Charlie,
There is in fact a middle way between structured and unstructured. An example would be if you were building a contact database and when it came to meeting extended family at holiday times and asked them for their phone number, you also noted down their parents names. You could even record there children’s names and more but if you only recorded their parents names this would be fine. What then happens is over time as you speak to each member of the family and get their parents name the family tree hierarchy simply “emerges” from the details.
You can see here that in the above example we have established that a hierarchy exists in the real world and ensure we simply collect enough information each time we talk to someone “Their parents” that the hierarchy builds over time. Such hierarchies need to tolerate missing information, but they can actually help us discover what information is missing, Which we can then seek.

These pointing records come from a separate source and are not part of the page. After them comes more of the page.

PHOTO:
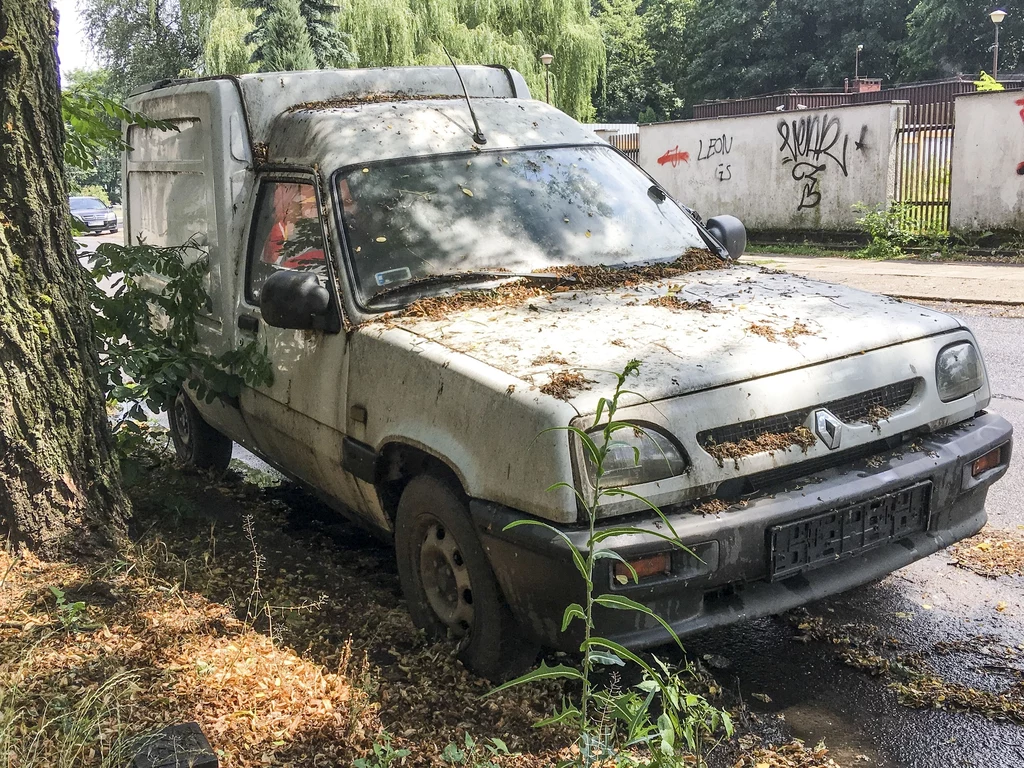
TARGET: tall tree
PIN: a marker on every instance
(952, 37)
(59, 483)
(138, 41)
(623, 91)
(514, 33)
(748, 47)
(283, 41)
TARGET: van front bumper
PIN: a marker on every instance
(732, 580)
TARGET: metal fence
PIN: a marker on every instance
(628, 143)
(941, 91)
(924, 157)
(924, 145)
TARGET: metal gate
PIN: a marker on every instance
(924, 155)
(628, 143)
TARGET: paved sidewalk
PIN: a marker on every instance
(972, 284)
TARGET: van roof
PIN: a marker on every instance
(266, 95)
(336, 134)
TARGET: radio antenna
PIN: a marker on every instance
(478, 137)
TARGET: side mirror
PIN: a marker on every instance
(297, 300)
(730, 232)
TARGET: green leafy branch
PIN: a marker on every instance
(147, 300)
(92, 124)
(686, 720)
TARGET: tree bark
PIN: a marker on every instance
(59, 482)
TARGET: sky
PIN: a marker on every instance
(73, 48)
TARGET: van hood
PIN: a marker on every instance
(699, 330)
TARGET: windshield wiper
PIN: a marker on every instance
(455, 279)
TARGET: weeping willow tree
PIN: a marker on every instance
(226, 51)
(514, 33)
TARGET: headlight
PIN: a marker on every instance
(958, 371)
(636, 456)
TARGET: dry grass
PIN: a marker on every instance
(794, 755)
(162, 637)
(991, 553)
(516, 293)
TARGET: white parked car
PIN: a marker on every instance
(437, 287)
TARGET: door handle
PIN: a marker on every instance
(249, 323)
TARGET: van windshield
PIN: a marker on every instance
(419, 219)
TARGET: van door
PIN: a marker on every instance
(298, 421)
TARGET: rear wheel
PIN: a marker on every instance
(197, 442)
(448, 582)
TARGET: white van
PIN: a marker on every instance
(440, 278)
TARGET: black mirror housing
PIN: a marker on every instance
(295, 300)
(730, 232)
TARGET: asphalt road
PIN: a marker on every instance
(919, 608)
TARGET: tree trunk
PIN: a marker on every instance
(59, 482)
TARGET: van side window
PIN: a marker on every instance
(287, 233)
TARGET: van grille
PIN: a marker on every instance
(856, 408)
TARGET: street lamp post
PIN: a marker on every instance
(996, 15)
(546, 59)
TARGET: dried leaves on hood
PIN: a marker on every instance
(793, 755)
(565, 384)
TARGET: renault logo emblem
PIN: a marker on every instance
(828, 428)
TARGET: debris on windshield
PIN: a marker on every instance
(693, 260)
(765, 442)
(566, 383)
(876, 414)
(673, 301)
(515, 293)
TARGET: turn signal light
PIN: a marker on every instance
(645, 567)
(989, 461)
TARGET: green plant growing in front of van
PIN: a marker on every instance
(611, 724)
(147, 300)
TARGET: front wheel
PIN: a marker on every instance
(448, 582)
(197, 442)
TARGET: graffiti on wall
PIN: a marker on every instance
(674, 157)
(1020, 102)
(809, 143)
(715, 145)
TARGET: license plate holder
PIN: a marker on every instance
(839, 534)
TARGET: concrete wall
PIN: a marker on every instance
(987, 182)
(793, 170)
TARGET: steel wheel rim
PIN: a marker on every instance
(445, 579)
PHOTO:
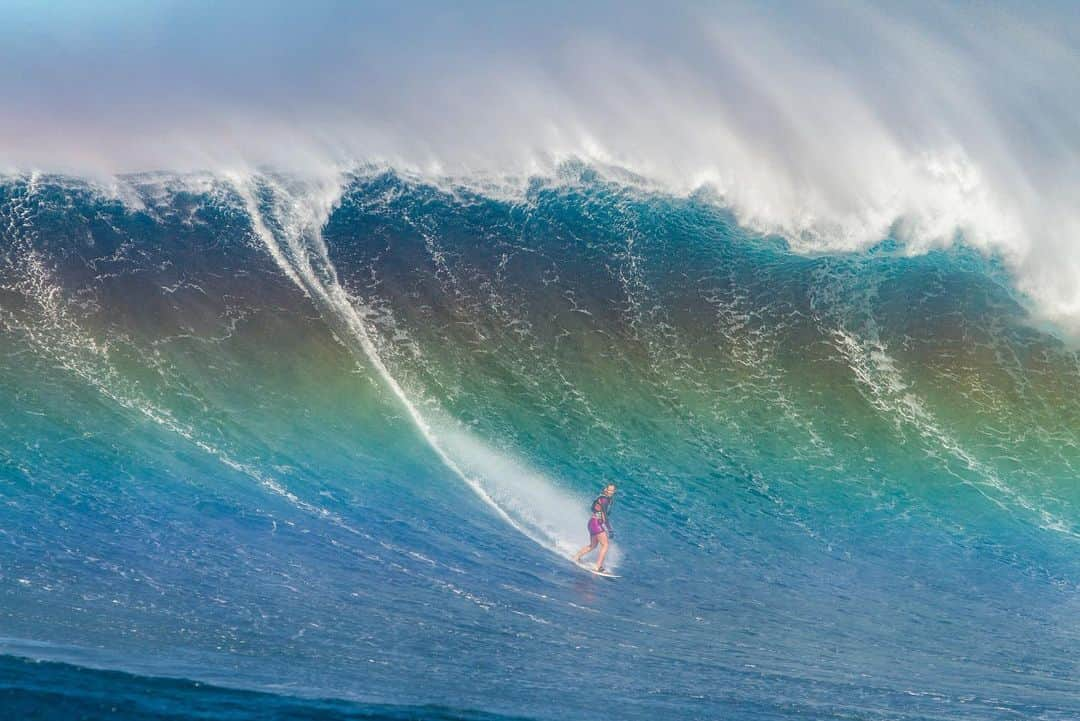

There are plenty of hierarchies that exist in the real world that almost need not be stated like family trees and
earth > Country > state > county > town > street > number
If one assumes these exist in the first place, it informs us of what it takes to get a full address, but a fuzzy hierarchy and tolerance for missing information. for example you may only record a state/town for where a cousin lives, you can assume the planet, country and county and perhaps for now live without knowing street and number.
The thing is by being aware of hierarchies that exist or you discover, and accounting for there existence, but not “slavishly” trying to build them, these hierarchies’ just emerge from the shadows over time. In many ways this helps the unstructured data trend towards more complete information over time.
To me this is where an unstructured database can exist, in such a way that overtime, the obvious, but even hidden structures start to emerge. And you see here there is not problem having both at once. In fact within our unstructured database there will be other emerging structures like lists, tables, networks and common attributes or values. For example, if someone has the “same home phone number” (land line) as another person, perhaps they live at the same address? We may learn they live together, even although we don’t have their address (however we have the phone number which we can and ask for the address).
This ability for tiddlywiki to accommodate the unstructured through to multiple and incomplete structures is, I believe, one of tiddlywiki’s key attributes that can empower its application universally.